SALARIO EN VENEZUELA, SAL Y AGUA

Para el Economista y dirigente laboral José Luis Alcocer, el salario mínimo en Venezuela se percibe más como una obstrucción que como un impulso para aumentar o mantener el poder adquisitivo,
Al respecto, el dirigente laboral establece un marco referencial al mencionar que, durante el primer gobierno de Carlos Andrés Pérez, el 4 de junio de 1974, se publica en la Gaceta Oficial Nro. 30415 el Decreto Ley Nro. 122, donde es fijado por primera vez en la historia de Venezuela el salario mínimo nacional. Indica en el artículo 1° que «se fija el salario mínimo nacional en 15 bolívares por jornada diaria de trabajo». Son 450 bolívares mensuales, a la tasa de cambio de ese año de Bs. 4,30 por dólar, lo cual nos da unos 104,65 dólares como el primer salario mínimo en Venezuela.
Añadió más adelante “Es importante destacar que la revolución del siglo XXI recibió el salario mínimo en 225.000 bolívares (376 dólares) mensuales; con un valor del dólar a 573, 9 bolívares por dólar.
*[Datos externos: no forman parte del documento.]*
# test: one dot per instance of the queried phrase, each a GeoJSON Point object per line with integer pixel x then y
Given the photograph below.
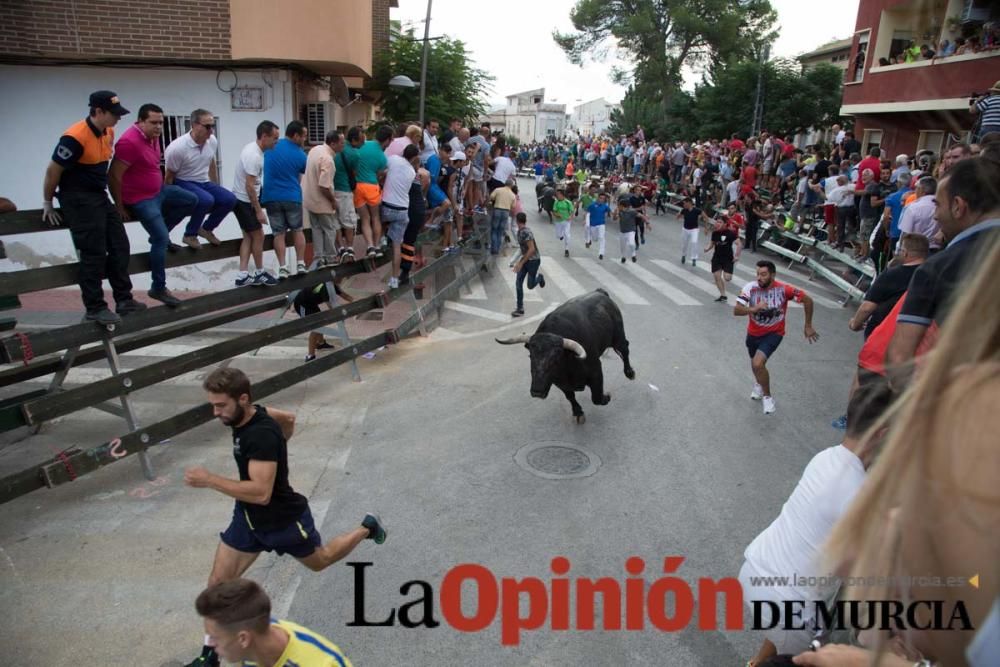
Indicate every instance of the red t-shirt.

Los 0,4 centavos de dólar mensuales del salario mínimo actual en Venezuela es el resultado de una política económica desastrosa”.
El Economista Alcocer es lapidario al afirmar “La transición de un salario de $376 a uno de céntimos, ($0,40) representa una destrucción del 99,8% del poder adquisitivo derivado de la pérdida de las funciones básicas del bolívar en cuanto a la reserva de valor y unidad de cuenta, además el régimen ha migrado hacia un modelo de ingresos con base a bonos discrecionales. De esta manera el salario base quedó como una figura simbólica sin incidencia en otros elementos salariales como las vacaciones, aguinaldos y prestaciones de antigüedad”.
LAS ESPERANZAS SE MANTIENEN.
El dirigente laboral formado al calor de los hornos de SIDOR manifestó:” Los pensionados, jubilados y trabajadores en general esperamos que ante un inminente cambio de gobierno se produzca también un cambio en el modelo económico que “enderece” la precaria situación del pueblo venezolano y entre otras medidas se elimine la impresión de dinero sin respaldo para frenar la inflación y al mismo tiempo se recuperen los puestos de trabajo. Por otra parte, establecer un mercado de divisas transparente que elimine las distorsiones en los precios y logre la principal fuente de ingresos de divisas a través de la inversión extranjera”.
Finalizó su exposición diciendo “Definitivamente el éxito no está en aumentar el salario, Maduro lo aumentó 35 veces entre el 2013 y el 2023. El éxito está en no aumentarlo y que el trabajador tenga un salario digno y justo con el que cubra sus necesidades elementales.
Los trabajadores venezolanos requerimos con urgencia se acelere el proceso de cambio. Liberación de los presos políticos, recuperación de los servicios públicos y del poder adquisitivo”.